La promotion de régimes protéinés a servi au Congo belge à soutenir la constitution d'élevages et de réseaux marchands commerciaux commercialisant la viande destinée aux travailleurs des industries, mais, pendant un temps au moins, a invalidé la part significative que prenaient les ressources locales dans l'alimentation des travailleurs. Rien n'indique en réalité que cette politique ait eu des répercussions réelles sur l'alimentation des travailleurs. De fait, les débats nutritionnels des années 1930 ont assuré aux élevages les conditions d'une expansion paradoxale fondée sur d'importants subsides et un recours massif aux importations qui en ont amorti le coût pour les employeurs et ont imposé la viande de bœuf comme un marqueur d'appartenance sociale, notamment en milieu urbain.

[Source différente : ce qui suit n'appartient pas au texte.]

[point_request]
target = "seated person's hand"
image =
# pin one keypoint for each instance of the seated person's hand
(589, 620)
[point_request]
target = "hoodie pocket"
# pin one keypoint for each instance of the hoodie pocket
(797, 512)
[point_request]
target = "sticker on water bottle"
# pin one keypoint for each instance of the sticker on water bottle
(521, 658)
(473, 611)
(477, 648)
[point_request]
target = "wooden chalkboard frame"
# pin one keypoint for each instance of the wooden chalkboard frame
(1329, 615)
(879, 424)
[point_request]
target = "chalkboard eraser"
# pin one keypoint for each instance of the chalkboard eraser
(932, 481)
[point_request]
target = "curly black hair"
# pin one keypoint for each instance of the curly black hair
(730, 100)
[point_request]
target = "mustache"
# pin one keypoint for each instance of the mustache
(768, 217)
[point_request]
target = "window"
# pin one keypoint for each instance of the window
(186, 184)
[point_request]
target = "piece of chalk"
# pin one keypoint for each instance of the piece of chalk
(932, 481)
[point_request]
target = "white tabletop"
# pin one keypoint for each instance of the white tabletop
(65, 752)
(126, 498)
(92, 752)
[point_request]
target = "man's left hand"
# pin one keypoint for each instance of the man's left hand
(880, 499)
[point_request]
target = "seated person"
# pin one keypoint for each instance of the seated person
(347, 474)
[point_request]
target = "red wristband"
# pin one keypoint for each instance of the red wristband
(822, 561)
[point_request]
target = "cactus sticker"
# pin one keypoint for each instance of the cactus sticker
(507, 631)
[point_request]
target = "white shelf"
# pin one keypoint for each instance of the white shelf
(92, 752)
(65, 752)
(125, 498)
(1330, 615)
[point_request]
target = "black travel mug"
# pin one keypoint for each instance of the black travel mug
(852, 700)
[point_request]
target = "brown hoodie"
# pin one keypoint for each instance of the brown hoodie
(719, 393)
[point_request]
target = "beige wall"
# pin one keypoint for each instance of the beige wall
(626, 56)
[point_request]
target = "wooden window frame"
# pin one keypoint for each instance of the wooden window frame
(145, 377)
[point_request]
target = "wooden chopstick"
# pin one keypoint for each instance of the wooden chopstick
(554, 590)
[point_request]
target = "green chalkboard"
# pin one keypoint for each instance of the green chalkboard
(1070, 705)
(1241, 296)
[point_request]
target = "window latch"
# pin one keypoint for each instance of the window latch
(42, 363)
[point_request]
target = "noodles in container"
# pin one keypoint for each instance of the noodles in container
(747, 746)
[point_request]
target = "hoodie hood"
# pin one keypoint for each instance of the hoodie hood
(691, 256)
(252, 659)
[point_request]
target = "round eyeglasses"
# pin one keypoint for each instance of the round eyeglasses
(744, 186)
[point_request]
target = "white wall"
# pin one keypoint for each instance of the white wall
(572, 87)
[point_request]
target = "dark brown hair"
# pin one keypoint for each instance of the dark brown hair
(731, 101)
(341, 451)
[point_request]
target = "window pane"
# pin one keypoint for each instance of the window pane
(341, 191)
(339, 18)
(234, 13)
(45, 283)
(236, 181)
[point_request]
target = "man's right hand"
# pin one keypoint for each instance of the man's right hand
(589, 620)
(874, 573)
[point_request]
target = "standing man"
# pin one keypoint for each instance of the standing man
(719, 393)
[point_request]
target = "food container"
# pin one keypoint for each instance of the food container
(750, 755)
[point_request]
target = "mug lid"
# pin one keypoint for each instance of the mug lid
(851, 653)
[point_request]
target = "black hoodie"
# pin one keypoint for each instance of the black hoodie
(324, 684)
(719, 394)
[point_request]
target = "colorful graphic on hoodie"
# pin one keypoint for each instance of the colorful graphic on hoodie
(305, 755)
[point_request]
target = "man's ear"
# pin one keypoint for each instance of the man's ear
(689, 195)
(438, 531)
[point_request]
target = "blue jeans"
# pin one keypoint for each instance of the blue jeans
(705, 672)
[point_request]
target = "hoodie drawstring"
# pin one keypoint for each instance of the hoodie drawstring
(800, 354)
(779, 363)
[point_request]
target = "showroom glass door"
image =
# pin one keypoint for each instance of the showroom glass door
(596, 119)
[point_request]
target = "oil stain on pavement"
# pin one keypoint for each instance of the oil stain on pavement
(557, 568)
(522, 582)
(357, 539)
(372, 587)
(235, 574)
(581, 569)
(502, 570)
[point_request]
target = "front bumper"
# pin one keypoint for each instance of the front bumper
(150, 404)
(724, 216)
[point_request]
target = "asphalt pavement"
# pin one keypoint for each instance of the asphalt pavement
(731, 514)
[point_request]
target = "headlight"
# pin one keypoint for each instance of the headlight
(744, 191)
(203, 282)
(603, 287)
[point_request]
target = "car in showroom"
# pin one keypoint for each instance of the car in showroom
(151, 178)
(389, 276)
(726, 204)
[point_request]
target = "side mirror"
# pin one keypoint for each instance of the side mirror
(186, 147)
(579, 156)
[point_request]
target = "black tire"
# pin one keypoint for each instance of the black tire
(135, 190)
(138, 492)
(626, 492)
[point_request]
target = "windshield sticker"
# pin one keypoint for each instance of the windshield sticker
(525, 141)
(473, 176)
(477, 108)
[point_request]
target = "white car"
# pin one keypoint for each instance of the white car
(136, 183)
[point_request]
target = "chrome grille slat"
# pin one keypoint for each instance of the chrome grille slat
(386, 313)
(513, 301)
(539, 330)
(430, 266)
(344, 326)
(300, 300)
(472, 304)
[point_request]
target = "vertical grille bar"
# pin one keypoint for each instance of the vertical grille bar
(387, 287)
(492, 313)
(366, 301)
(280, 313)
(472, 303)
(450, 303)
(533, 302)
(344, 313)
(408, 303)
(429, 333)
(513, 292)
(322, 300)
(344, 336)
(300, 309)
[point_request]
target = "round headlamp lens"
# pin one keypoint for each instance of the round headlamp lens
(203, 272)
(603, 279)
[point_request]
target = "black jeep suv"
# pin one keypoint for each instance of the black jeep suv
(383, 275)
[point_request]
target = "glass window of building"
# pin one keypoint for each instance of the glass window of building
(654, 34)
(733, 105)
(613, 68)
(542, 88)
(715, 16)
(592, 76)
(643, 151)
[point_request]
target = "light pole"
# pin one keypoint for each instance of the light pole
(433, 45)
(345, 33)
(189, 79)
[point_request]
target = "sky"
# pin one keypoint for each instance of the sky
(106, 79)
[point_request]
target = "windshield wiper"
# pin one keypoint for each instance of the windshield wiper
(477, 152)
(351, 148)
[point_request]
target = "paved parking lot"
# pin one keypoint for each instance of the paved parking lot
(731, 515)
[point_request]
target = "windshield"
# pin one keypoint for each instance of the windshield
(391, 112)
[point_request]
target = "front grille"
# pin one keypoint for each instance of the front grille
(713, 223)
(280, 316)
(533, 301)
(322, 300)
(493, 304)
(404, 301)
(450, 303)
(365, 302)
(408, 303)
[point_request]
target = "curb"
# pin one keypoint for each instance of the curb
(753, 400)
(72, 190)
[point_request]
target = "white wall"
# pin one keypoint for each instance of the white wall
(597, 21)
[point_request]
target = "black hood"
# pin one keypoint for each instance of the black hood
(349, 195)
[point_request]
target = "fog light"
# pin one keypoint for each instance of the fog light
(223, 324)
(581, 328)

Le dernier chapitre est l’œuvre de Karine Marazyan, enseignante chercheure à l'université de Rouen Normandie. Il concerne « Les demandes de divorce judiciaire au Sénégal à l'époque coloniale : prévalence, dynamique, motivation », (chapitre 13, p. 309-335). Le travail se fonde sur l'analyse de séries annuelles de litiges, calculées pour l'ensemble des tribunaux indigènes en activité au Sénégal au cours de la période 1906-1924 ainsi que sur celles, textuelles, des énoncés des litiges retranscrits entièrement pour un sous-ensemble de tribunaux. S’en dégagent les conclusions suivantes :
1 - les demandes de divorce auprès des tribunaux indigènes sont en hausse sur l'ensemble de la période ;
2 - ces demandes se recomposent dans le temps avec une hausse de la part des femmes parmi les plaignants, de celles des demandes de divorce invoquant un défaut d'entretien et un abandon du foyer de l'époux et de la part des cas de défaillance de l'époux. L'hypothèse à vérifier est que les décisions des juges indigènes ont été de plus en plus favorables au remboursement de la dot à l'occasion des demandes de divorce.

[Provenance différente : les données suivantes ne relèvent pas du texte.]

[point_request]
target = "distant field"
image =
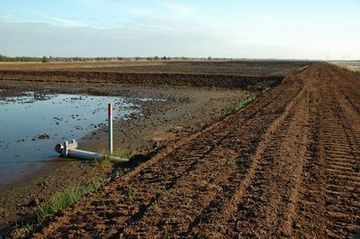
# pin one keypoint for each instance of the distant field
(231, 67)
(350, 65)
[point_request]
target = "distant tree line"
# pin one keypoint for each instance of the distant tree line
(77, 59)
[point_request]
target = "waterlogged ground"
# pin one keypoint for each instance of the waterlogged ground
(31, 125)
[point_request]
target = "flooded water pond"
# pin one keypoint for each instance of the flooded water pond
(32, 124)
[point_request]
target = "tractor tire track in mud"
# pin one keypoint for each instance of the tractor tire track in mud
(287, 166)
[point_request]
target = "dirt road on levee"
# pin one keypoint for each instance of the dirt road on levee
(287, 166)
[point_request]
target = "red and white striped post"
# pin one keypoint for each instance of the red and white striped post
(110, 111)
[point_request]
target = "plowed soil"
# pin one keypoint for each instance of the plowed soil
(287, 166)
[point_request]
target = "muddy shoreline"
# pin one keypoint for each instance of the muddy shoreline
(185, 111)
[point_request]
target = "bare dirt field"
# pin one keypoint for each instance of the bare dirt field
(350, 65)
(286, 166)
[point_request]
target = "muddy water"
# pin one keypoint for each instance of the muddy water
(32, 124)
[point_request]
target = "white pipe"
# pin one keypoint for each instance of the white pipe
(110, 109)
(70, 150)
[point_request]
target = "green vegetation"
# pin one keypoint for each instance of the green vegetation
(242, 104)
(55, 204)
(66, 199)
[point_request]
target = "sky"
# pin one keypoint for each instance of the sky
(283, 29)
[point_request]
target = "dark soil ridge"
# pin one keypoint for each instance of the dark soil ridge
(172, 79)
(287, 166)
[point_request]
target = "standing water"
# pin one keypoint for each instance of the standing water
(31, 125)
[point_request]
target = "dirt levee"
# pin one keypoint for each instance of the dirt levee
(287, 166)
(174, 79)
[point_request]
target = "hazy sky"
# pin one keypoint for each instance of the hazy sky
(311, 29)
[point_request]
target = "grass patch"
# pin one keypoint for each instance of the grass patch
(242, 104)
(65, 199)
(58, 202)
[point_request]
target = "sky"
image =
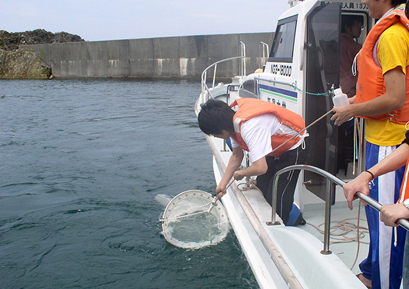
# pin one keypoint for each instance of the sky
(97, 20)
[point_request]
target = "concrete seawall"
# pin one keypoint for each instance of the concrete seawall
(169, 57)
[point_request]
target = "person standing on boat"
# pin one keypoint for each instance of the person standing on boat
(382, 98)
(258, 127)
(390, 213)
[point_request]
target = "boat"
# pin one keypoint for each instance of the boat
(301, 71)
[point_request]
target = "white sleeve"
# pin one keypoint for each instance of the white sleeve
(257, 132)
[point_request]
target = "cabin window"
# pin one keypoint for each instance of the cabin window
(284, 37)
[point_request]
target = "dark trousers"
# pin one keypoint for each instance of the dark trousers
(287, 181)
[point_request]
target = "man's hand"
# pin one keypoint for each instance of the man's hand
(359, 184)
(391, 213)
(238, 175)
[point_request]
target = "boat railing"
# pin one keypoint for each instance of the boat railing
(331, 180)
(205, 90)
(263, 53)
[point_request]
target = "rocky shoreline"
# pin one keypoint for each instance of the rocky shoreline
(16, 63)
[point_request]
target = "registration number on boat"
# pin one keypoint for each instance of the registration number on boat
(284, 70)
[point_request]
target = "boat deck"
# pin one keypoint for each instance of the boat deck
(343, 222)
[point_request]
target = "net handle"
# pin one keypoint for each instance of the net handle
(216, 198)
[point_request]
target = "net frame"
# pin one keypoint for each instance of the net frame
(207, 204)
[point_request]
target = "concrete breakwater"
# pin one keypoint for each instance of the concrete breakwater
(182, 57)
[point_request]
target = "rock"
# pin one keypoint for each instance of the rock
(16, 63)
(11, 41)
(22, 65)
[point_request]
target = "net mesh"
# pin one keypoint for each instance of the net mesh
(192, 220)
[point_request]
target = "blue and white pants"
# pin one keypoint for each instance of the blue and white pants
(383, 266)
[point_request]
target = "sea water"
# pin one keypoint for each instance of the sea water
(80, 164)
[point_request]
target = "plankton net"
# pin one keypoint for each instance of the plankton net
(194, 219)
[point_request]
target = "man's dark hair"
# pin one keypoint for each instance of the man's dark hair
(398, 2)
(216, 116)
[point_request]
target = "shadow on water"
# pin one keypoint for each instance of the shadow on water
(81, 163)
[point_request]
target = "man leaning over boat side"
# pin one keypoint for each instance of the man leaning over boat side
(390, 213)
(258, 127)
(382, 98)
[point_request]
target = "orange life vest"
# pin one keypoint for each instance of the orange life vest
(250, 107)
(370, 79)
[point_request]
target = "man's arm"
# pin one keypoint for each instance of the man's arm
(392, 162)
(234, 162)
(393, 99)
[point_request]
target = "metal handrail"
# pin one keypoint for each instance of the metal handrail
(264, 52)
(204, 86)
(330, 179)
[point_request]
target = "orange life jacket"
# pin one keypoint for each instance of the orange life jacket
(250, 107)
(370, 79)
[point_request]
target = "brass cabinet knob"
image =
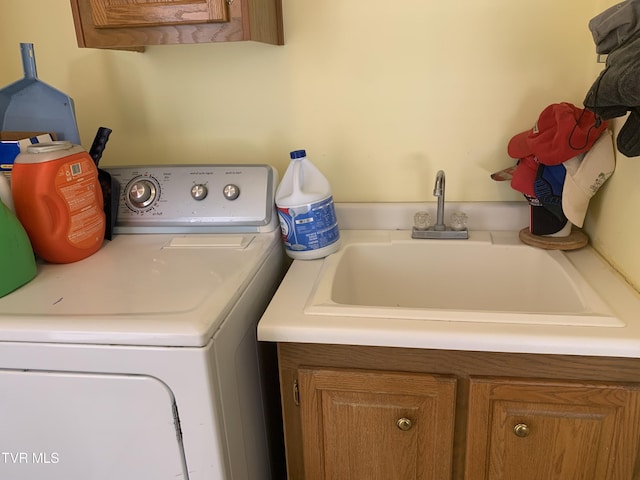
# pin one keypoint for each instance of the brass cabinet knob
(521, 430)
(404, 424)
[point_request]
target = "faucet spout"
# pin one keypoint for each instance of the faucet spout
(439, 230)
(438, 191)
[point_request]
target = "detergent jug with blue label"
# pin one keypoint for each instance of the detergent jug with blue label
(306, 210)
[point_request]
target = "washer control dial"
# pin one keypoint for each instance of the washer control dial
(141, 193)
(231, 191)
(199, 191)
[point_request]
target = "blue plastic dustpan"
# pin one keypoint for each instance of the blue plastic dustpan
(30, 105)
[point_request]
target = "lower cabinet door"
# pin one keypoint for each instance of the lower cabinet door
(534, 430)
(374, 425)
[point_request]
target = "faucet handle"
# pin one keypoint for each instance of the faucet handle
(458, 221)
(422, 220)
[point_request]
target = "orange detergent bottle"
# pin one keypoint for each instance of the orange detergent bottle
(58, 200)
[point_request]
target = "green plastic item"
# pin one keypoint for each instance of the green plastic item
(17, 261)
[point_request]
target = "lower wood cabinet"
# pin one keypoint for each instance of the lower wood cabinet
(376, 425)
(378, 413)
(532, 430)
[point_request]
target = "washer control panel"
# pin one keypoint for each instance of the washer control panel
(186, 198)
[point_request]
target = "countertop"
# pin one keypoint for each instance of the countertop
(285, 319)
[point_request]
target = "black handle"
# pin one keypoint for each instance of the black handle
(99, 144)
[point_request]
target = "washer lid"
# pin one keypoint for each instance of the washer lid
(138, 290)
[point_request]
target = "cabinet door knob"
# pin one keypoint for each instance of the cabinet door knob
(404, 424)
(521, 430)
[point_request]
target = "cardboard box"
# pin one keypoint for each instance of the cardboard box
(12, 143)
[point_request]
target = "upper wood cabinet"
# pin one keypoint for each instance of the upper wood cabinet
(134, 24)
(135, 13)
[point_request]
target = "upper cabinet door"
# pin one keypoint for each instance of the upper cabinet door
(131, 13)
(134, 24)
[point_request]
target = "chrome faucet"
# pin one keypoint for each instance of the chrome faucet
(440, 229)
(438, 191)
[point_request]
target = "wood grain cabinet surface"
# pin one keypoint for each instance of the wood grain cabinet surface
(355, 412)
(134, 24)
(376, 425)
(553, 430)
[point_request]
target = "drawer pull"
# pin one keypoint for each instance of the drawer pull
(521, 430)
(404, 424)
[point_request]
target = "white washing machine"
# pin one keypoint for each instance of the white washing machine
(141, 361)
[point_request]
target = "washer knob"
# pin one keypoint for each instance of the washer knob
(142, 193)
(199, 191)
(231, 192)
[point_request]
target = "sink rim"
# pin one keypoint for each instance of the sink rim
(320, 300)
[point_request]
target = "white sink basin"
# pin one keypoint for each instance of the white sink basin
(492, 277)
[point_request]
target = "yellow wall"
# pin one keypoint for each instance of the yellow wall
(381, 95)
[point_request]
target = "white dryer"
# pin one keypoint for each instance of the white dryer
(141, 361)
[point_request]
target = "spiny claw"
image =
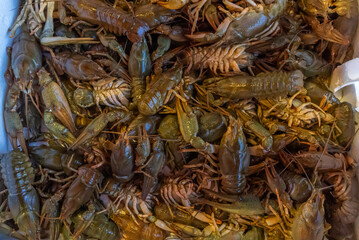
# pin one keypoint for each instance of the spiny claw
(98, 124)
(203, 37)
(187, 120)
(56, 100)
(246, 205)
(173, 4)
(14, 130)
(94, 128)
(212, 16)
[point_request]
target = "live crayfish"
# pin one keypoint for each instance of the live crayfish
(212, 122)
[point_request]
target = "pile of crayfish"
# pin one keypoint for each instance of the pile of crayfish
(179, 119)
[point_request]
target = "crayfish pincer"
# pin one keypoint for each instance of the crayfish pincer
(234, 158)
(112, 19)
(23, 200)
(81, 190)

L'ouvrage est original et apporte beaucoup à notre connaissance des mondes coloniaux. Il est dommage toutefois qu'il n'ait pas donné lieu à la constitution d'un index nominum.

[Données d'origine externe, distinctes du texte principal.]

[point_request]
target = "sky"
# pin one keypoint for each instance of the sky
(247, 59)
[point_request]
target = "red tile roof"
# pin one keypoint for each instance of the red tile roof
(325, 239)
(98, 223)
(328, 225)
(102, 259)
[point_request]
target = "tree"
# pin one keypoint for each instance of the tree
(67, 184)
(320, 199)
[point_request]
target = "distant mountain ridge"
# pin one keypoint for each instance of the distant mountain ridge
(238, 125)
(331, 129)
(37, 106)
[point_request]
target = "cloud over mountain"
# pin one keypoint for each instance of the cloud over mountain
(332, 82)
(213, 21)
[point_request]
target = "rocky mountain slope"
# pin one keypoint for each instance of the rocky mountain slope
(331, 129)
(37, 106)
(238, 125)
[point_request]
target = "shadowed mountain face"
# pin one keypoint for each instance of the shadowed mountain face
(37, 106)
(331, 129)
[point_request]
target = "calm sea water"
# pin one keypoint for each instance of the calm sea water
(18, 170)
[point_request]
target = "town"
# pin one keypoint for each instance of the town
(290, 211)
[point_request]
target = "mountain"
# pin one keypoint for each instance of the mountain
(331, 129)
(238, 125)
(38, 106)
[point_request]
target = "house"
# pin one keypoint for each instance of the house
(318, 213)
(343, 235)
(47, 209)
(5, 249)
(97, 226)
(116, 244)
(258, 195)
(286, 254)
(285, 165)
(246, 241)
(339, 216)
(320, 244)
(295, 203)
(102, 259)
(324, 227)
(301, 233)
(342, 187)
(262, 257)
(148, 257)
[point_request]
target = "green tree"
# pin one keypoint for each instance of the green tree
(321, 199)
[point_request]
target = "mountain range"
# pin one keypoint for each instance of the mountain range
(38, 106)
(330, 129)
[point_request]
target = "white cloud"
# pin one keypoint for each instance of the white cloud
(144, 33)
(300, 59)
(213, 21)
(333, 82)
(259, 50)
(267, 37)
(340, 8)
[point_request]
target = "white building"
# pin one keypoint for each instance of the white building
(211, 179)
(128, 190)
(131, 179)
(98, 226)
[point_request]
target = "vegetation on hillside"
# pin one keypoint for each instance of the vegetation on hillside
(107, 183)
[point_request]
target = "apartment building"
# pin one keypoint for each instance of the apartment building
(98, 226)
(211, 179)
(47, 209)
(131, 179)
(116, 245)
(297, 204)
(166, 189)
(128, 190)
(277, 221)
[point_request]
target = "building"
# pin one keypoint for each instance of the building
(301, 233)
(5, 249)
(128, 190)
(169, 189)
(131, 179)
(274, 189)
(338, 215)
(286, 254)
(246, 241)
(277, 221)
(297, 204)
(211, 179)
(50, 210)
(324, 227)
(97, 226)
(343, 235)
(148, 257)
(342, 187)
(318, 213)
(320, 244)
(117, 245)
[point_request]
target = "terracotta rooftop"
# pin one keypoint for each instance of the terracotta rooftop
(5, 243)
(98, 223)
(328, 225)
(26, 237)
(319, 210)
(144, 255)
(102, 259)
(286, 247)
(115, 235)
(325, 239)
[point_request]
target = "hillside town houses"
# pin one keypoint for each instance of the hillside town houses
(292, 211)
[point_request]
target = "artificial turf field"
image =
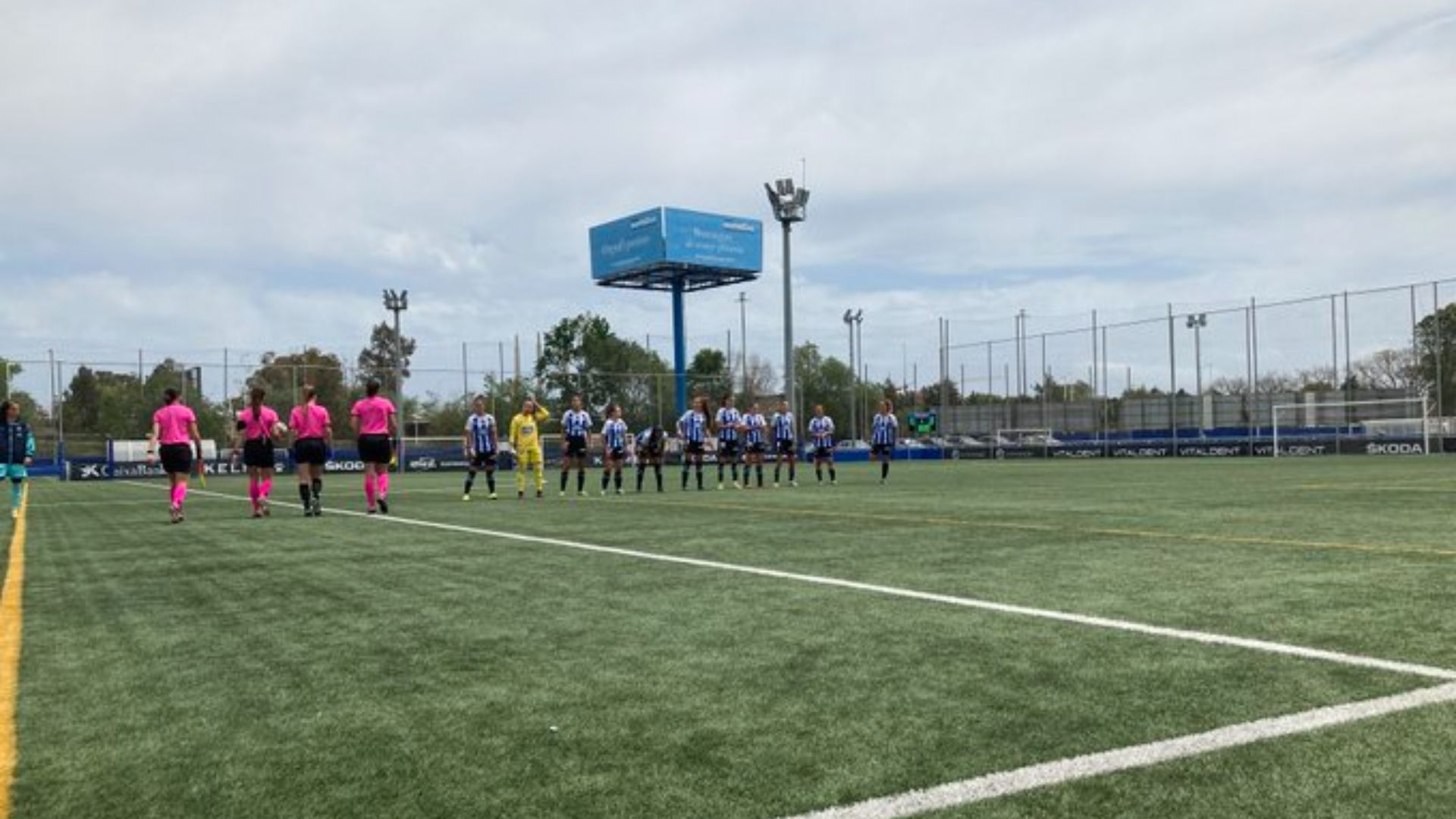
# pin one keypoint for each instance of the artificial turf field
(350, 667)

[1]George Steinmetz, “The Sociology of Empire, Colonies and Postcolonialism”, Annual Review of Sociology, vol. 40, 2014, p. 78.
[2]Julian Go, “Reverberations of Empire: How the Colonial Past Shapes the Present”, Social Science History, vol. 48, n° 1, p. 1-18.
[3]Philip J. Stern, Empire Incorporated: The Corporations That Built British Colonialism, Cambridge (MA), The Belknap Press of Harvard University Press, 2023.
[4] Edward W. Said, L’Orientalisme. L’Orient créé par l’Occident, Paris, Le Seuil, 1997.
[5] Comité pour l’histoire économique et financière de la France.
[6] Institut de la gestion publique et du développement économique (IGPDE).
[7] Frederick Cooper et Ann L. Stoler, Repenser le colonialisme, Paris, Payot, 2013.
[8] Institut national des sciences de l’homme et de la société. Il a soutenu l’International Research Network « Chiffrer et classer et classer en Afrique francophone, des origines au XXIe siècle : Cameroun, Côte d’Ivoire, Madagascar et Sénégal, genèse d’un réseau continental (2023-2027).
[9] Agence économique de la France d’outre-mer (1941), héritière de l’Office colonial (1899) et de l’Agence générale des colonies (1919).
[10] Alain Ruscio, “Du village à l’exposition : les Français à la rencontre des Indochinois », in Pascal Blanchard, Nicolas Bancel, Gilles Boëtsch, Éric Deroo et alii (dir.), Zoos humains et exhibitions coloniales. 150 d’inventions de l’Autre, Paris, La Découverte, 2001, p. 309.